Gender Expansiveness and Fluidity

Michael Fordham prize winners announced

The Michael Fordham Prize, awarded for the most creative and original approach to clinical analytic thinking, has been given to two papers this year. Jay Barlow’spaper, The Umbilical, explores early relational trauma, gender and sexual identity, and projective identification through the lens of a trans man’s experience. Barlow’s work uses images from Louise Bourgeois to illustrate the concept of a “psychic umbilical”. Robert Tyminski’s paper, Humanizing Different Archetypal Expressions of Gender Expansiveness, examines gender fluidity, non-binary identities, and the humanizing of archetypes. Tyminski uses a case study to argue for a more mosaic-like understanding of the psyche.

Analytical Psychology has undergone a notable shift in its approach to transgender issues, moving away from pathologizing perspectives towards more affirmative and expansive understandings of gender identity. Early approaches, influenced by essentialist views linking gender to biological sex, often treated non-normative gender expressions as deviations stemming from trauma or flawed development.

However, contemporary Jungian thought is increasingly recognizing gender as a complex, fluid, and socially constructed phenomenon, not solely determined by biological factors.

Tyminski’s paper advocates for humanizing archetypal expressions of gender expansiveness, viewing it as a sociocultural process.
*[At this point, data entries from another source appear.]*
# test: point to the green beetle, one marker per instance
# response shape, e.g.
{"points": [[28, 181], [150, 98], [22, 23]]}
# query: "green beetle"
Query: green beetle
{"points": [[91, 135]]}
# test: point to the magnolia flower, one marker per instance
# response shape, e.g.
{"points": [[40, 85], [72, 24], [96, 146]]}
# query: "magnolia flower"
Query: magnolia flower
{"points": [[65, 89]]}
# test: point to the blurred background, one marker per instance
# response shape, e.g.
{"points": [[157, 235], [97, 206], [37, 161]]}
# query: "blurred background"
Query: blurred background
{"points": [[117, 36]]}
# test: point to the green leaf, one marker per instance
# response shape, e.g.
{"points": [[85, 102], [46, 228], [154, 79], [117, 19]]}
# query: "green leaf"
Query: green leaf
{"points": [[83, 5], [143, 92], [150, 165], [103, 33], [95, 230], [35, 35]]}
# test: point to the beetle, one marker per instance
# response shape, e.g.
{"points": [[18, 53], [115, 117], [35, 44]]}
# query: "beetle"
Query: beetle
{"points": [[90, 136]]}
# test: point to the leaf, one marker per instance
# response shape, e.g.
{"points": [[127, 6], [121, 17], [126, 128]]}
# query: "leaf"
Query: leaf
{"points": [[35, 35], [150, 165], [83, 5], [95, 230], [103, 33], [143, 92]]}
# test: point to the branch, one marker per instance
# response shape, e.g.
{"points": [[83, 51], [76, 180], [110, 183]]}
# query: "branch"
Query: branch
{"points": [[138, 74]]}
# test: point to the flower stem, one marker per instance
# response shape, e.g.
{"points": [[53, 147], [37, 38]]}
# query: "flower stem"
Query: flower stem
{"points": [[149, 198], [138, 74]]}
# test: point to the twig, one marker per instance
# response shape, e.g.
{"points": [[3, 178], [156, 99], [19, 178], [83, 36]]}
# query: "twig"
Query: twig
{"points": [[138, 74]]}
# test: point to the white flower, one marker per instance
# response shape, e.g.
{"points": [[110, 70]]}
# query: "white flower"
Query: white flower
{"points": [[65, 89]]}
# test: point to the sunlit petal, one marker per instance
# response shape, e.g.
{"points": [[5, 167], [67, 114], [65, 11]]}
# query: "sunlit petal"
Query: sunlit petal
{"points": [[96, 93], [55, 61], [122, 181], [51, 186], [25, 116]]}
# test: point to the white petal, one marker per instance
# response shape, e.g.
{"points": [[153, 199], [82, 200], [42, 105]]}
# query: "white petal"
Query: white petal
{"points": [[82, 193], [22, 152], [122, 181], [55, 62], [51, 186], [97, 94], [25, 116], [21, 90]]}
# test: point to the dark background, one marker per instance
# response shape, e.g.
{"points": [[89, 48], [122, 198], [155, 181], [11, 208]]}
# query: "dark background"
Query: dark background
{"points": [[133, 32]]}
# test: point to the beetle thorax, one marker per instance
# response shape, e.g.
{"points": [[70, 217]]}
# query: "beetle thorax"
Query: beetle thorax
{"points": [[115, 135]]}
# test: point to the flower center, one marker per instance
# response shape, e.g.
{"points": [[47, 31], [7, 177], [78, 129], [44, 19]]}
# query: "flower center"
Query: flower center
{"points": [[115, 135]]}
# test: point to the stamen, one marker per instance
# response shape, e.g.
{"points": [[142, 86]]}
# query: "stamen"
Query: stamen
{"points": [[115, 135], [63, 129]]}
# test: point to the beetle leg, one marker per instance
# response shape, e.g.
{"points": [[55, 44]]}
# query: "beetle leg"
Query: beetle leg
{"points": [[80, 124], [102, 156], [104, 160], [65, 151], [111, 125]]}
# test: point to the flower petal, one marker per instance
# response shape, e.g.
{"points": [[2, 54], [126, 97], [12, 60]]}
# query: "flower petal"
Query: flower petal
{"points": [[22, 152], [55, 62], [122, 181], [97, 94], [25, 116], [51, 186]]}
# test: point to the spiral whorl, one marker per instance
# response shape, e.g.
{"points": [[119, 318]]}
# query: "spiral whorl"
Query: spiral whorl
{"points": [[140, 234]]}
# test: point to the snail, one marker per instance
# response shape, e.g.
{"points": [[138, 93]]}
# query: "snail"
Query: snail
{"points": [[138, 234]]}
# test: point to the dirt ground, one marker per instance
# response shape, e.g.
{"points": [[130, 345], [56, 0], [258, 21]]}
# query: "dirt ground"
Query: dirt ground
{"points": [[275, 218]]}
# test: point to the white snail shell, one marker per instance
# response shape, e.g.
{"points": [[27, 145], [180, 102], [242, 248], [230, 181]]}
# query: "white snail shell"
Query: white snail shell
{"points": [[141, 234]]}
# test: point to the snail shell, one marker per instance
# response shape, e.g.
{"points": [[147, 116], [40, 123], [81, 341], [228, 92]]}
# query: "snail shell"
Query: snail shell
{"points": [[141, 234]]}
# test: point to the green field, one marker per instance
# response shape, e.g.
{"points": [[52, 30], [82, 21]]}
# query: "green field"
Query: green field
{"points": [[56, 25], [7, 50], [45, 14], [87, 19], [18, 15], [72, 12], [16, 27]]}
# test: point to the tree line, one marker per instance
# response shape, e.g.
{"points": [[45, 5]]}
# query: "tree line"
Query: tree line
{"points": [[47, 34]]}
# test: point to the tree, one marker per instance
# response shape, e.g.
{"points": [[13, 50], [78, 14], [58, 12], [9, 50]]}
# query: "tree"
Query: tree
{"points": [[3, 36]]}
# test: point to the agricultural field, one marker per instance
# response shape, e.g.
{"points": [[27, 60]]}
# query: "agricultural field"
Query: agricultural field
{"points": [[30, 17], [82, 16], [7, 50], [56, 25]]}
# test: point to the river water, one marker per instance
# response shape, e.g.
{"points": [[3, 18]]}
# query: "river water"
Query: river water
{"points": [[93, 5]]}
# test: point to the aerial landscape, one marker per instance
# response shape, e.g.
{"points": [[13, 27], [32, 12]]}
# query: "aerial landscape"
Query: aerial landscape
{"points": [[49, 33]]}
Similarly, Barlow’s paper emphasizes that early relational trauma affects all genders and sexual identities and that gender and sexual identity are fluid aspects of the Self within all human development.

At the current time when recidivist views are ascendant it is salutary to note that there has been an ongoing thread of more expansive, less essentialist, and less binary views in the Jungian world.

Samuels (1989) critiqued biological arguments against women’s evolving roles, setting the stage for more feminist perspectives. McKenzie (20062015) redefines gender as an emergent property and an internal experience, challenging traditional anima/animus concepts. Young-Eisendrath (2004) emphasizes the self’s fluidity, blending Jungian and Buddhist insights. Pessoa (2021) introduces the heteropatriarchal complex to highlight socio-political influences on gender, while Literski (2021) counters anti-transgender myths, using Dionysus as a symbol of non-binary wholeness and advocating for broader clinical understanding.

We would like to heartily congratulate Robert Tyminski and Jay Barlow on their well deserved accolade.